We don’t become robots when we’re around Jesus, we become more alive, which also means we have to constantly choose to do things His way. It’s a choice. And it’s not always easy. Especially when we want to do the opposite of what He wants, and sometimes do… But if we want His help, He’s right there.
A few years after my dad died, I went back to questioning Him – about why He let that happen, why He didn’t heal him. About why He heals some, and not others. I didn’t just question, I got angry. I remember yelling at Him in my room one day when no one else was around. The grief I didn’t fully let out years before now rushed madly. I kept telling Him that it wasn’t fair, that we are all just human beings on this planet and that none of us asked to be born here, and dying didn’t seem right. “It’s not fair, Jesus!” I kept telling Him.
Finally, after I had gotten quiet and sat huddled on the floor, feeling completely heartbroken, I heard Him speak. It’s always a little difficult to explain exactly, but it’s like hearing another voice that’s not audible … and I know that doesn’t make sense. I don’t have a good way to describe it… But when it happens, you know. It makes you look around to see if someone else is in the room with you. And then you realize, yes, there is … it’s Him…

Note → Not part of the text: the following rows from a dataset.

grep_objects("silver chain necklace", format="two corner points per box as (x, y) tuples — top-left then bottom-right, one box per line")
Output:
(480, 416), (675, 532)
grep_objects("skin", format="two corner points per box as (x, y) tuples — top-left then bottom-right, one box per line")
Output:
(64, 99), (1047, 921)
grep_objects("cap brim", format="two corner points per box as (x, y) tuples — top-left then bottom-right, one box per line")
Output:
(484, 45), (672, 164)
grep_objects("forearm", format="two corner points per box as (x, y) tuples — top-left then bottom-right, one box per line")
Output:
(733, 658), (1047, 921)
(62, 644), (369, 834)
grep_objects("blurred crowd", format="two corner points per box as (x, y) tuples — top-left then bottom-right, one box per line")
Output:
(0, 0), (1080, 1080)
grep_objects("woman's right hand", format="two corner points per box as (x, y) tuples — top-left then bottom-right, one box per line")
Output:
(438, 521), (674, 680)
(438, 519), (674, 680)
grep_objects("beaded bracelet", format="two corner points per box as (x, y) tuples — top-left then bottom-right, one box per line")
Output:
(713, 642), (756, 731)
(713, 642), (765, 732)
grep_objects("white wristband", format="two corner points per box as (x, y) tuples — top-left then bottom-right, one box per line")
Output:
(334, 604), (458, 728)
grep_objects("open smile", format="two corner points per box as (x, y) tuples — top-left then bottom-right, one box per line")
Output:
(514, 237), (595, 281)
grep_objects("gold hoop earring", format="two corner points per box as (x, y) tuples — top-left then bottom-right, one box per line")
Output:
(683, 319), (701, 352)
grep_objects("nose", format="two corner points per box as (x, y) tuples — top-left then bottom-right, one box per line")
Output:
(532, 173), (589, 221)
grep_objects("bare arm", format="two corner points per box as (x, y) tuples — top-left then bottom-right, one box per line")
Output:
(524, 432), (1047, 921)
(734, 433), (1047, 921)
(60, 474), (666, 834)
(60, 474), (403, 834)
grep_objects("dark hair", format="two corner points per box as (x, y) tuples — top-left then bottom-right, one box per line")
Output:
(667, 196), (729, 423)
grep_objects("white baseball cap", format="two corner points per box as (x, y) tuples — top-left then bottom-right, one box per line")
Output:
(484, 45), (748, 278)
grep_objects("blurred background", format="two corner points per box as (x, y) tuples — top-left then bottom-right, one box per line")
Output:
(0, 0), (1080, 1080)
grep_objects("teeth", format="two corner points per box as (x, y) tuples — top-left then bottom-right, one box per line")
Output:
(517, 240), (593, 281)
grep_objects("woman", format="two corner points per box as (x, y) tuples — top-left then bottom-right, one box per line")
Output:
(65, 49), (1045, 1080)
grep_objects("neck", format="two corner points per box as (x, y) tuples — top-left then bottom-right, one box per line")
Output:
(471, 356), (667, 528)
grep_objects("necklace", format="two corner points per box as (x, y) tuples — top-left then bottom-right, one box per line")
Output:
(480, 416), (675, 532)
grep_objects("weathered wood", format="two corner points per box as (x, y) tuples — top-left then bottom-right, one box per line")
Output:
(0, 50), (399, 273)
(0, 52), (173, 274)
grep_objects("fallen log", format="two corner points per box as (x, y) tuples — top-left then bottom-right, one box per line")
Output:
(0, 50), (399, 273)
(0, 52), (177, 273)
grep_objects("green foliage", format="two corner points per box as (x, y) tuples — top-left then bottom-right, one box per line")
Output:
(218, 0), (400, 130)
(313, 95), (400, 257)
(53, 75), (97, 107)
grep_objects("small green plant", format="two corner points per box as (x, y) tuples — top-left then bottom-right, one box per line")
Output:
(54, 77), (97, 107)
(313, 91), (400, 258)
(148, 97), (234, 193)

What I heard were these exact words: “I don’t think it’s fair either, and that’s why I did something about it.”
That snapped me out of everything negative I was feeling. The heartbreak was gone, the anger was gone, the despair was gone — for that circumstance, anyway. As the years go by, new challenges and questions arise, and just like in any relationship, there are misunderstandings and disagreements, and times when I just want to walk out. But His love always captures my heart, and I don’t want to leave.
Every Good Friday, I remember what He said about death — that He did indeed do something about it. He defeated death by going through the horribleness of it all – and came out on the other side, alive and well. And now He lives to help us get through it, too, to the other side… And to live life abundantly now, not later. So that when it’s time for “later,” that transition will be seamless, like falling asleep on Earth and waking up in Heaven.
And I also learned that sometimes healing happens through crossing over, which is what He chose for my dad. If I could see my dad today, I know he’d tell me that everything’s more than all right, that death has no more power for those who believe in Him, and that we’ll have wonderful reunions someday.
Jesus is no fairytale figure, but He is like a Cosmic Prince Charming after all. He’s no dead historical figure, because He truly is the risen Christ. Alive and well in Heaven and on Earth through His Holy Spirit. Every day is “Earth Day” to Him — because we’re here, and He loves us too much to leave us alone — and that’s the “good” in Good Friday.